No cabe emprender un proyecto más ambicioso ‑‑poscapitalista‑‑ sin contar con las fuerzas populares necesarias para sustentarlo y defenderlo. Para superar dichas limitaciones se requiere desarrollar una nueva cultura política y movilizar bases sociales organizadas que presionen hasta desbordarlas, lo que debe articularse a través de las organizaciones políticas y la gestión de gobierno. ¿Es ello es objetivamente posible? Hasta ahora esa no ha sido la experiencia predominante, cuestión que demanda explicar por qué y discutir cómo resolverla.

En una conferencia en la Universidad de Buenos Aires, Álvaro García Linera señaló que responderlo exige identificar las debilidades de estos gobiernos progresistas, a fin de “evaluar bien dónde hemos tenido los tropiezos que están permitiendo que la derecha tome la iniciativa”, para superarlos y vencer “mediante la movilización democrática del pueblo”[3]. Las principales deficiencias que él señaló son las siguientes:

No se dio la necesaria importancia a la gestión de la economía y los procesos de redistribución con crecimiento. Aunque deben mejorarse las condiciones de vida del pueblo y garantizar que este disponga de satisfactores básicos, hemos tenido debilidades en materia económica al hacerlo sin asegurar que el poder político permanezca en manos de los revolucionarios.
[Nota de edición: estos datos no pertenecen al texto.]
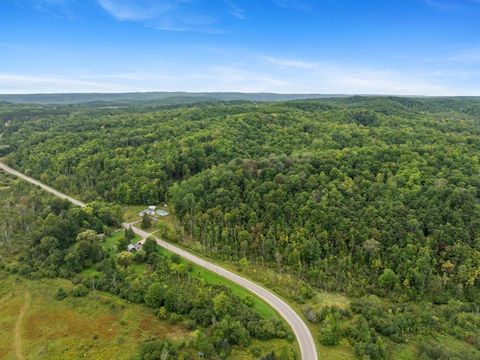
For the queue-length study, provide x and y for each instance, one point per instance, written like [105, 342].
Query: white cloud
[126, 10]
[288, 63]
[171, 15]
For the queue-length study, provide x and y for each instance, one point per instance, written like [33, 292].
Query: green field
[98, 326]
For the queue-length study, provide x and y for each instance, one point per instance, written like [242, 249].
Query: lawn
[110, 243]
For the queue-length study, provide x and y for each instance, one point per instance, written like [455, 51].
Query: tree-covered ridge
[331, 189]
[358, 195]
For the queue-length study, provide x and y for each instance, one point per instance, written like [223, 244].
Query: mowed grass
[98, 326]
[110, 243]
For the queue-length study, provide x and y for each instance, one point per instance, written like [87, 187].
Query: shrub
[330, 333]
[61, 294]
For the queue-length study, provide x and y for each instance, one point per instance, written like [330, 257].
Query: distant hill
[164, 98]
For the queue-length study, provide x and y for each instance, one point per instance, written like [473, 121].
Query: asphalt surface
[300, 329]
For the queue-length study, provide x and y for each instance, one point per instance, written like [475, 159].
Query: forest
[45, 238]
[363, 196]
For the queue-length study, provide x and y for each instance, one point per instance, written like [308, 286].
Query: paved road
[300, 329]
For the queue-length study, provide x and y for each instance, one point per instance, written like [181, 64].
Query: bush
[79, 291]
[330, 333]
[61, 294]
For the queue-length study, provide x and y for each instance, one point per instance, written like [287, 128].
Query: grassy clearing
[110, 243]
[130, 213]
[97, 326]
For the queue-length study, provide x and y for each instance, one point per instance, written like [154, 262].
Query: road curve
[300, 329]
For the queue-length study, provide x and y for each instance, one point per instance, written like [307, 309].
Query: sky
[398, 47]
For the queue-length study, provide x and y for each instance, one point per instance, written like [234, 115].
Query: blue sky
[416, 47]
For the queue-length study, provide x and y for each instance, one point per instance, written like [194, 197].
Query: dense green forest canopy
[45, 237]
[357, 194]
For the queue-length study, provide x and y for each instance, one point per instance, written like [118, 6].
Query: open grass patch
[97, 326]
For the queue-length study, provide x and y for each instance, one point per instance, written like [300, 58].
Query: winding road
[300, 329]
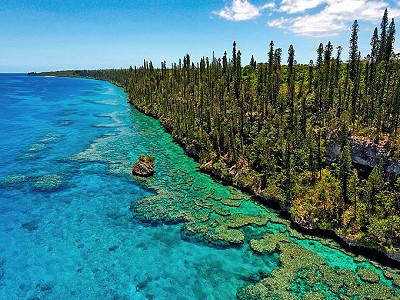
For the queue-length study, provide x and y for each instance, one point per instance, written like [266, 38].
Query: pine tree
[383, 38]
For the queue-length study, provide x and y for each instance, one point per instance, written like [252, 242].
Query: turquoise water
[75, 225]
[77, 238]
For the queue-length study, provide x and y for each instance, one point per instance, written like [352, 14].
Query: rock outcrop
[367, 154]
[144, 166]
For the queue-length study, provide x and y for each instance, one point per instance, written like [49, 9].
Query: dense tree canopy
[266, 127]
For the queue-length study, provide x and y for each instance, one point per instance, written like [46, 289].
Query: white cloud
[242, 10]
[279, 23]
[296, 6]
[334, 17]
[311, 17]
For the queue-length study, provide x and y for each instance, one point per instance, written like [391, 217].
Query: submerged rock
[144, 166]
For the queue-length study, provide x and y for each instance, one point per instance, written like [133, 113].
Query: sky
[42, 35]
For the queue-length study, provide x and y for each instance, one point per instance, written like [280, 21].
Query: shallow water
[66, 225]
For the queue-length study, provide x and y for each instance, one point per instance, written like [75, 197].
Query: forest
[271, 128]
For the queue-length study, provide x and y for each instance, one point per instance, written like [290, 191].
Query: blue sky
[41, 35]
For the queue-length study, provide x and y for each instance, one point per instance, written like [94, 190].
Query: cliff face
[367, 155]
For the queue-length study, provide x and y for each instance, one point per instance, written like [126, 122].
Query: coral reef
[144, 166]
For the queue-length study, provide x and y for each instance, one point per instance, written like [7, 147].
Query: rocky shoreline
[387, 258]
[391, 259]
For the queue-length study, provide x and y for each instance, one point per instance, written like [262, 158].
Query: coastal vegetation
[289, 133]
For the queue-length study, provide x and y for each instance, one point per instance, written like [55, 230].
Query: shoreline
[355, 247]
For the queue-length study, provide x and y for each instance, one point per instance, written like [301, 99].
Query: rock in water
[144, 166]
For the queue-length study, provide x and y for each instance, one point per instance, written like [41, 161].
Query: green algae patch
[230, 202]
[13, 179]
[217, 216]
[269, 243]
[367, 275]
[304, 274]
[47, 182]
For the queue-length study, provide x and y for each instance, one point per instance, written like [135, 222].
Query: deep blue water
[66, 229]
Gobernar para todos no significa tomar decisiones que, por satisfacer a todos, perjudiquen la base social que sostiene al proceso revolucionario, que son los únicos que lo defenderán. El proyecto debe cumplirse sin incurrir en concesiones ni perjudicar al sector popular, ya que la derecha nunca es leal.
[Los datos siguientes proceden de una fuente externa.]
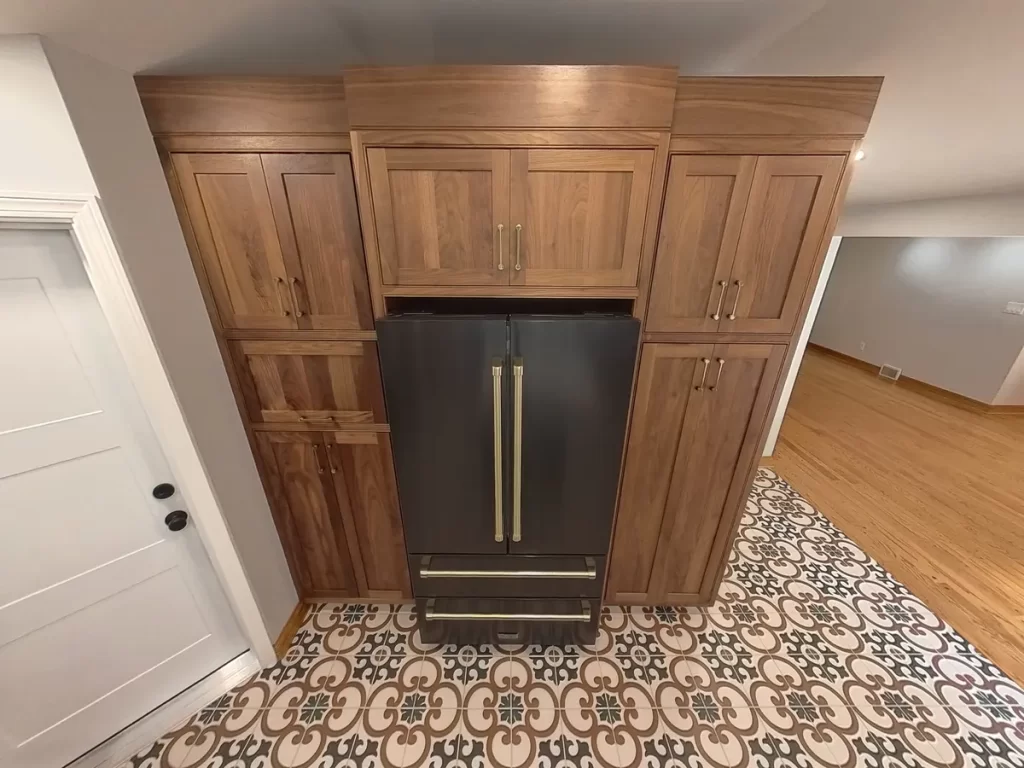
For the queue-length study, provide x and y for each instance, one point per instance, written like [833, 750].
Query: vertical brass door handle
[518, 240]
[295, 297]
[517, 452]
[718, 378]
[735, 301]
[501, 263]
[699, 387]
[496, 376]
[721, 298]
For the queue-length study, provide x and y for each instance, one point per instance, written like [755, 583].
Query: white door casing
[104, 613]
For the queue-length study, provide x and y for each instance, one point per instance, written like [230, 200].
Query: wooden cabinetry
[538, 217]
[279, 238]
[337, 512]
[739, 237]
[697, 418]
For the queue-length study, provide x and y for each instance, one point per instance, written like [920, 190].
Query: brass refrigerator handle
[496, 374]
[501, 264]
[735, 301]
[517, 451]
[518, 238]
[721, 298]
[699, 387]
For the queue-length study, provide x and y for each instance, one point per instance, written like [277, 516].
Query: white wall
[932, 306]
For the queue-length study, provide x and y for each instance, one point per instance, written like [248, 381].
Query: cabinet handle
[281, 295]
[518, 239]
[718, 378]
[735, 301]
[295, 297]
[699, 387]
[517, 452]
[501, 263]
[496, 375]
[721, 297]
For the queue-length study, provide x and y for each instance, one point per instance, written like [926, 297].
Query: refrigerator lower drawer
[506, 576]
[508, 622]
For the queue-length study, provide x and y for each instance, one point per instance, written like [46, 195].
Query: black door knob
[163, 491]
[177, 519]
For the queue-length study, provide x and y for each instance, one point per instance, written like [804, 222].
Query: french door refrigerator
[507, 432]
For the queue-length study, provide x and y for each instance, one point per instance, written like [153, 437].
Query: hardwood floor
[934, 492]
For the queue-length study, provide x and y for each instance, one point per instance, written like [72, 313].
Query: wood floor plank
[934, 492]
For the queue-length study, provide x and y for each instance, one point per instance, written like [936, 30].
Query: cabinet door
[441, 215]
[700, 220]
[305, 510]
[330, 383]
[786, 214]
[228, 209]
[582, 213]
[667, 385]
[359, 465]
[313, 200]
[720, 435]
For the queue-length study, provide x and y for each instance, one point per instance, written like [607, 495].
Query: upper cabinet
[279, 238]
[578, 215]
[441, 215]
[738, 240]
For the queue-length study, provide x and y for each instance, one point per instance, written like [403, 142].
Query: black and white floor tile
[811, 655]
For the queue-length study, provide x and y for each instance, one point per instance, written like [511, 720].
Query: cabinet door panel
[720, 434]
[437, 214]
[313, 199]
[583, 214]
[700, 221]
[360, 468]
[666, 385]
[305, 510]
[326, 382]
[790, 202]
[228, 208]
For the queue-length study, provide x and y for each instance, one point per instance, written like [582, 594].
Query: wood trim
[504, 138]
[530, 96]
[923, 387]
[288, 632]
[251, 142]
[244, 104]
[777, 107]
[762, 144]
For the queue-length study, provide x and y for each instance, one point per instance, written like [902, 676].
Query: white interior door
[104, 612]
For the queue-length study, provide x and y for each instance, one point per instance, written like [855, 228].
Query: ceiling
[948, 122]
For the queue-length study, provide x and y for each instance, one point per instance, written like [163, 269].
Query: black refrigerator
[507, 432]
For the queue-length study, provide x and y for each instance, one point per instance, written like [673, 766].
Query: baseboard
[929, 390]
[284, 641]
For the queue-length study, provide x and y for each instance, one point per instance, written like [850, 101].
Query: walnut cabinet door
[697, 419]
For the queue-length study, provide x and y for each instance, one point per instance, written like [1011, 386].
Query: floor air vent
[890, 372]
Antes bien, crear capacidad económica, asociativa y productiva de los sectores subalternos es la clave que va a definir, a futuro, “la posibilidad de pasar de un posneoliberalismo a un poscapitalismo”. Por eso, la riqueza debe redistribuirse con politización social, pues omitirla implica crear nueva clase media con viejo sentido común[4]. En esto coincide con Leonardo Boff, quien advierte que mejorar las condiciones de vida de la gente con un asistencialismo políticamente vacío “antes creó consumidores que ciudadanos conscientes”[5].

A lo cual García Linera agrega que esto se ha realizado sin la debida reforma moral, incluso con tolerancias ante el viejo mal de la corrupción. Ello le da a la derecha la oportunidad de apropiarse del tema, pese a que el neoliberalismo es “el colmo de la corrupción institucionalizada”. La corrupción es un cáncer que corroe a la sociedad, y nosotros debemos ser ejemplo diario de austeridad y transparencia.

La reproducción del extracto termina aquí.